Sebagai sutradara pemula, Doucouré unjuk gigi dalam merangkai sebuah adegan bernada surealis yang ditampilkan dalam sebuah adegan yang melibatkan gaun yang seharusnya dikenakan pada pesta pernikahan. Hasilnya adalah sebuah keindahan yang memuaskan meski terkait dampak yang dihasilkan Doucouré belum fasih dalam mengolahnya, membuatnya berlalu begitu saja.

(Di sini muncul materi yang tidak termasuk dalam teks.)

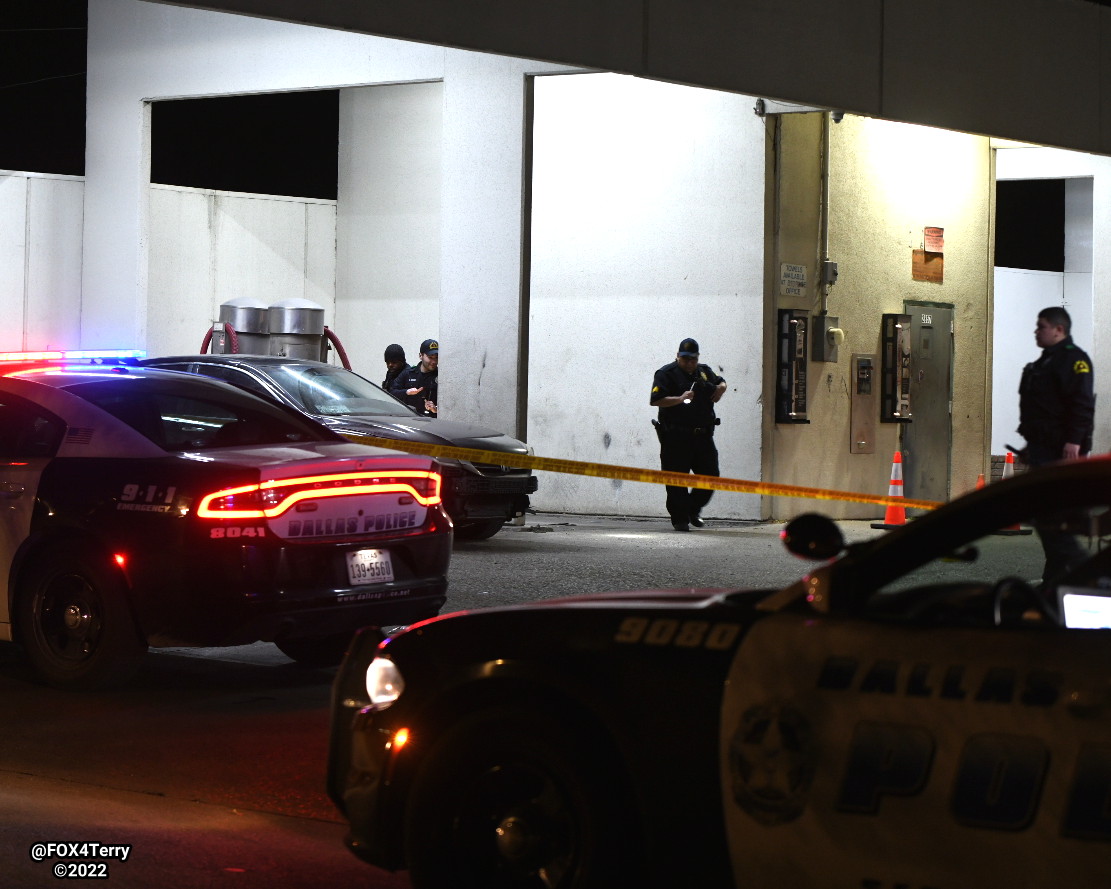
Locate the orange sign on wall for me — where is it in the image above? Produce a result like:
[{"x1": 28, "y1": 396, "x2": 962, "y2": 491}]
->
[{"x1": 911, "y1": 250, "x2": 945, "y2": 284}]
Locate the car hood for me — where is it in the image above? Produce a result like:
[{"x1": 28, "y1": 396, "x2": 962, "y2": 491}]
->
[
  {"x1": 528, "y1": 587, "x2": 739, "y2": 608},
  {"x1": 316, "y1": 416, "x2": 529, "y2": 456}
]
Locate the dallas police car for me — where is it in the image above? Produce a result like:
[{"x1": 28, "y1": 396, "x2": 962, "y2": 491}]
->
[
  {"x1": 328, "y1": 459, "x2": 1111, "y2": 889},
  {"x1": 142, "y1": 352, "x2": 537, "y2": 540},
  {"x1": 0, "y1": 352, "x2": 451, "y2": 688}
]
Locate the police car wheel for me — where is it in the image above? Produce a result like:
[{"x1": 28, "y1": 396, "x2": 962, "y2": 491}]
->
[
  {"x1": 274, "y1": 632, "x2": 352, "y2": 667},
  {"x1": 406, "y1": 708, "x2": 639, "y2": 889},
  {"x1": 17, "y1": 546, "x2": 147, "y2": 689},
  {"x1": 456, "y1": 519, "x2": 506, "y2": 540}
]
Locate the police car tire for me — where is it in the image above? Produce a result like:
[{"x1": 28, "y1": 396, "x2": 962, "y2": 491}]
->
[
  {"x1": 274, "y1": 632, "x2": 352, "y2": 667},
  {"x1": 406, "y1": 708, "x2": 643, "y2": 889},
  {"x1": 17, "y1": 545, "x2": 147, "y2": 690},
  {"x1": 456, "y1": 519, "x2": 506, "y2": 540}
]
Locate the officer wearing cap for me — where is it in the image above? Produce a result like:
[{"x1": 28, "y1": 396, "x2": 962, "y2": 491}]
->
[
  {"x1": 1019, "y1": 306, "x2": 1095, "y2": 585},
  {"x1": 382, "y1": 342, "x2": 409, "y2": 392},
  {"x1": 390, "y1": 340, "x2": 440, "y2": 417},
  {"x1": 649, "y1": 337, "x2": 725, "y2": 531}
]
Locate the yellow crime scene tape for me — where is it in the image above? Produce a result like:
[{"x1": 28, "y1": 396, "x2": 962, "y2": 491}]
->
[{"x1": 344, "y1": 432, "x2": 941, "y2": 509}]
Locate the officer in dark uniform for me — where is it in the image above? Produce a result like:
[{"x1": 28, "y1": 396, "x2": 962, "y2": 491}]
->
[
  {"x1": 649, "y1": 338, "x2": 725, "y2": 531},
  {"x1": 382, "y1": 342, "x2": 409, "y2": 392},
  {"x1": 1019, "y1": 306, "x2": 1095, "y2": 586},
  {"x1": 390, "y1": 340, "x2": 440, "y2": 417}
]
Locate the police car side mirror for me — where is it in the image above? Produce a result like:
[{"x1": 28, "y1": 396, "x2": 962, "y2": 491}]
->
[{"x1": 779, "y1": 512, "x2": 844, "y2": 561}]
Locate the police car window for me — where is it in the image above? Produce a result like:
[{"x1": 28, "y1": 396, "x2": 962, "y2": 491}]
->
[
  {"x1": 72, "y1": 378, "x2": 334, "y2": 451},
  {"x1": 0, "y1": 398, "x2": 66, "y2": 460},
  {"x1": 197, "y1": 364, "x2": 273, "y2": 398},
  {"x1": 272, "y1": 364, "x2": 412, "y2": 417}
]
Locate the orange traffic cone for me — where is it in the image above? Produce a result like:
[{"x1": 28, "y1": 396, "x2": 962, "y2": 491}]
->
[
  {"x1": 994, "y1": 451, "x2": 1033, "y2": 537},
  {"x1": 872, "y1": 451, "x2": 907, "y2": 528}
]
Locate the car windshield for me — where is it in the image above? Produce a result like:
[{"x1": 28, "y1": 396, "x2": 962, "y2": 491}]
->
[
  {"x1": 270, "y1": 364, "x2": 414, "y2": 417},
  {"x1": 67, "y1": 377, "x2": 336, "y2": 451},
  {"x1": 830, "y1": 459, "x2": 1111, "y2": 627}
]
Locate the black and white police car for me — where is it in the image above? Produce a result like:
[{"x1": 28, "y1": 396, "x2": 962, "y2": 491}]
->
[
  {"x1": 143, "y1": 353, "x2": 537, "y2": 540},
  {"x1": 0, "y1": 352, "x2": 451, "y2": 688},
  {"x1": 328, "y1": 459, "x2": 1111, "y2": 889}
]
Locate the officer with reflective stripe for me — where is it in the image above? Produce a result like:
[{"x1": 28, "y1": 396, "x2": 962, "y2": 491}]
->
[
  {"x1": 1019, "y1": 306, "x2": 1095, "y2": 585},
  {"x1": 649, "y1": 337, "x2": 725, "y2": 531}
]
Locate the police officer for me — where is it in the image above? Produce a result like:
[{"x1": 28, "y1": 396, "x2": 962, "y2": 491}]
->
[
  {"x1": 649, "y1": 337, "x2": 725, "y2": 531},
  {"x1": 1019, "y1": 306, "x2": 1095, "y2": 585},
  {"x1": 382, "y1": 342, "x2": 409, "y2": 392},
  {"x1": 390, "y1": 340, "x2": 440, "y2": 417}
]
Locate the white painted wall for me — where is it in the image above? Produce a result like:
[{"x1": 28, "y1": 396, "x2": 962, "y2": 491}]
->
[
  {"x1": 81, "y1": 0, "x2": 572, "y2": 431},
  {"x1": 992, "y1": 148, "x2": 1111, "y2": 453},
  {"x1": 0, "y1": 171, "x2": 82, "y2": 351},
  {"x1": 528, "y1": 74, "x2": 764, "y2": 518},
  {"x1": 336, "y1": 82, "x2": 447, "y2": 377},
  {"x1": 146, "y1": 186, "x2": 337, "y2": 356}
]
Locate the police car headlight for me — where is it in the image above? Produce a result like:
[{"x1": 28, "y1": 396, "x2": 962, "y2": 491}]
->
[{"x1": 367, "y1": 657, "x2": 406, "y2": 710}]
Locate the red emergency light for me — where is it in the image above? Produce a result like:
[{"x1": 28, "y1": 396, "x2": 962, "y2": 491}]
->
[{"x1": 0, "y1": 349, "x2": 147, "y2": 377}]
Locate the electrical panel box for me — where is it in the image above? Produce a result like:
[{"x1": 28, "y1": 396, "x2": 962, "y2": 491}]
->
[
  {"x1": 775, "y1": 309, "x2": 810, "y2": 423},
  {"x1": 880, "y1": 314, "x2": 913, "y2": 423},
  {"x1": 849, "y1": 354, "x2": 879, "y2": 453}
]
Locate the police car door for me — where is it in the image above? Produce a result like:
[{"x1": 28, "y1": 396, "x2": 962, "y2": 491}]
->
[
  {"x1": 0, "y1": 392, "x2": 64, "y2": 641},
  {"x1": 721, "y1": 612, "x2": 1111, "y2": 889}
]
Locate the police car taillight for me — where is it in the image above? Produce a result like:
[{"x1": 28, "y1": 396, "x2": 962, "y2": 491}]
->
[
  {"x1": 0, "y1": 349, "x2": 147, "y2": 376},
  {"x1": 197, "y1": 470, "x2": 442, "y2": 519}
]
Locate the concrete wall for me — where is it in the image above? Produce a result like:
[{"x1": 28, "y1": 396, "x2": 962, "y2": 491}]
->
[
  {"x1": 81, "y1": 0, "x2": 567, "y2": 442},
  {"x1": 145, "y1": 0, "x2": 1111, "y2": 153},
  {"x1": 528, "y1": 74, "x2": 764, "y2": 518},
  {"x1": 0, "y1": 171, "x2": 82, "y2": 351},
  {"x1": 146, "y1": 186, "x2": 337, "y2": 356},
  {"x1": 765, "y1": 114, "x2": 994, "y2": 518},
  {"x1": 334, "y1": 82, "x2": 447, "y2": 384},
  {"x1": 993, "y1": 147, "x2": 1111, "y2": 453}
]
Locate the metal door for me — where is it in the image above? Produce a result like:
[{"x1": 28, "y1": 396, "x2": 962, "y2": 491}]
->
[{"x1": 902, "y1": 301, "x2": 953, "y2": 500}]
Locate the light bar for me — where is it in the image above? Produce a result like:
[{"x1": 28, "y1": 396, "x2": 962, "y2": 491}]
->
[
  {"x1": 197, "y1": 470, "x2": 442, "y2": 519},
  {"x1": 0, "y1": 349, "x2": 147, "y2": 361}
]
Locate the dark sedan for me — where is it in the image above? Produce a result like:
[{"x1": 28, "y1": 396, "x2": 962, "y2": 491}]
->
[
  {"x1": 328, "y1": 459, "x2": 1111, "y2": 889},
  {"x1": 143, "y1": 354, "x2": 537, "y2": 540},
  {"x1": 0, "y1": 359, "x2": 452, "y2": 688}
]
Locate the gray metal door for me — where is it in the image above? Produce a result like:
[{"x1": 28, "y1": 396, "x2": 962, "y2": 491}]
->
[{"x1": 902, "y1": 301, "x2": 953, "y2": 500}]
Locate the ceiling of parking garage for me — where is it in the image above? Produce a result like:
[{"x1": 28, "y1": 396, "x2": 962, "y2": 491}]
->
[{"x1": 153, "y1": 0, "x2": 1111, "y2": 154}]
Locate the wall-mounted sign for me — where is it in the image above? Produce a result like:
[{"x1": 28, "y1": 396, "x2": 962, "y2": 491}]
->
[
  {"x1": 922, "y1": 226, "x2": 945, "y2": 253},
  {"x1": 779, "y1": 262, "x2": 807, "y2": 297},
  {"x1": 910, "y1": 250, "x2": 945, "y2": 284}
]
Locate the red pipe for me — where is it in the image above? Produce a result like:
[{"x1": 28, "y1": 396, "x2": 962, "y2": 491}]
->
[
  {"x1": 324, "y1": 327, "x2": 351, "y2": 370},
  {"x1": 200, "y1": 321, "x2": 239, "y2": 354}
]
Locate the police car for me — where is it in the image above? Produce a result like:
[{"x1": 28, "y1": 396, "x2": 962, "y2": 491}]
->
[
  {"x1": 328, "y1": 459, "x2": 1111, "y2": 889},
  {"x1": 143, "y1": 353, "x2": 537, "y2": 540},
  {"x1": 0, "y1": 352, "x2": 451, "y2": 688}
]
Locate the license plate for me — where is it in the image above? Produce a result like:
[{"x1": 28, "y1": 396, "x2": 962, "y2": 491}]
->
[{"x1": 348, "y1": 549, "x2": 393, "y2": 587}]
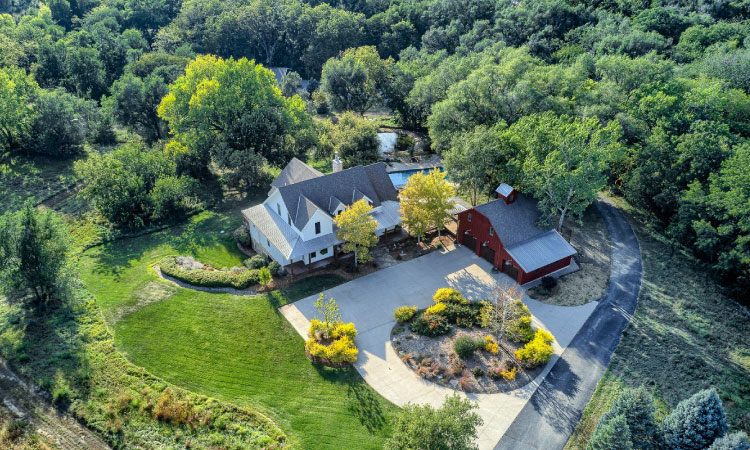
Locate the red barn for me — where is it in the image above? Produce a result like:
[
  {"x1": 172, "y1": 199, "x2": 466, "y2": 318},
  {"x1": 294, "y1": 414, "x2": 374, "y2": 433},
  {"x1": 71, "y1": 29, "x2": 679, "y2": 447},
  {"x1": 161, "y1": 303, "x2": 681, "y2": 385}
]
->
[{"x1": 457, "y1": 183, "x2": 576, "y2": 284}]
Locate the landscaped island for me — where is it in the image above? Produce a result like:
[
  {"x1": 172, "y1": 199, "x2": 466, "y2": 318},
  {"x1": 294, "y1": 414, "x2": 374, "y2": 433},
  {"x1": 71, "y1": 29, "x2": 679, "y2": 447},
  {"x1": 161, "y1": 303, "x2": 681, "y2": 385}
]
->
[{"x1": 391, "y1": 286, "x2": 553, "y2": 393}]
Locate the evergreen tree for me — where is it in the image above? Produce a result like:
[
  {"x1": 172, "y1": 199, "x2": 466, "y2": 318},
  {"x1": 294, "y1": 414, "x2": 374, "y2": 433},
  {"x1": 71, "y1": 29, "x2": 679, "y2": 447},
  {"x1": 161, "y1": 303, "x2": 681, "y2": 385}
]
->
[
  {"x1": 708, "y1": 431, "x2": 750, "y2": 450},
  {"x1": 586, "y1": 414, "x2": 633, "y2": 450},
  {"x1": 662, "y1": 390, "x2": 727, "y2": 450},
  {"x1": 600, "y1": 387, "x2": 660, "y2": 450}
]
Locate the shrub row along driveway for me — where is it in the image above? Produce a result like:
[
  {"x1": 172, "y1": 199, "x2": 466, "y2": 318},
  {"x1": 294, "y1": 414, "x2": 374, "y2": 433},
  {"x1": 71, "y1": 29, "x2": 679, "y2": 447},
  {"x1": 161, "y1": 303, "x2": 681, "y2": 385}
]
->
[{"x1": 281, "y1": 248, "x2": 596, "y2": 449}]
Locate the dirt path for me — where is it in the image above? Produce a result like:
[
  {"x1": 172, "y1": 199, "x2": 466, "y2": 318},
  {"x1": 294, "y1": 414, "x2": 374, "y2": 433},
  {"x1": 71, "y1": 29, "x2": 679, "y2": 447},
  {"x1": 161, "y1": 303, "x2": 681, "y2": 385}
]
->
[{"x1": 0, "y1": 361, "x2": 110, "y2": 450}]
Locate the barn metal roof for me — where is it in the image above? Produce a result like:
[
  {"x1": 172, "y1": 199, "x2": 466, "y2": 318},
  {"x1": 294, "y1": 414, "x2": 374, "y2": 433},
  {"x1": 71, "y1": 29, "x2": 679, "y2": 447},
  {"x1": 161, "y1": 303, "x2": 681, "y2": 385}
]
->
[
  {"x1": 474, "y1": 194, "x2": 545, "y2": 247},
  {"x1": 505, "y1": 230, "x2": 576, "y2": 273}
]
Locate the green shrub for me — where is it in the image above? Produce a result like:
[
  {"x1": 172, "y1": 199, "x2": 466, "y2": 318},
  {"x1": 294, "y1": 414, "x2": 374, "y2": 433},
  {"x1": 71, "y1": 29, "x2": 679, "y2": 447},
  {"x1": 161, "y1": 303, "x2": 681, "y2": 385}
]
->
[
  {"x1": 505, "y1": 300, "x2": 534, "y2": 343},
  {"x1": 258, "y1": 267, "x2": 271, "y2": 286},
  {"x1": 453, "y1": 336, "x2": 477, "y2": 358},
  {"x1": 242, "y1": 255, "x2": 267, "y2": 269},
  {"x1": 268, "y1": 261, "x2": 281, "y2": 277},
  {"x1": 409, "y1": 311, "x2": 451, "y2": 337},
  {"x1": 232, "y1": 225, "x2": 252, "y2": 248},
  {"x1": 159, "y1": 256, "x2": 260, "y2": 289},
  {"x1": 393, "y1": 306, "x2": 417, "y2": 322}
]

Para pemain khususnya Fathia Youssouf patut diberikan kredit lebih dalam merangkai beragam adegan secara natural. Meski sangat disayangkan, terkait konklusinya, Cuties sendiri tersandung sebuah pemahaman salah kaprah dalam menerapkan kesimpulan yang terlalu instan dengan memberikan pandangan sepenuhnya terhadap "pilihan anak" alih-alih membiarkan mereka tumbuh sebagaimana mestinya.
Walaupun demikian, Cuties adalah tontonan yang menggugah perasaan sekaligus membuka pandangan terhadap realita yang bisa saja menyesatkan mereka (para anak-anak atau remaja) andai bimbingan dan perhatian urung diberikan sedari awal perkembangan.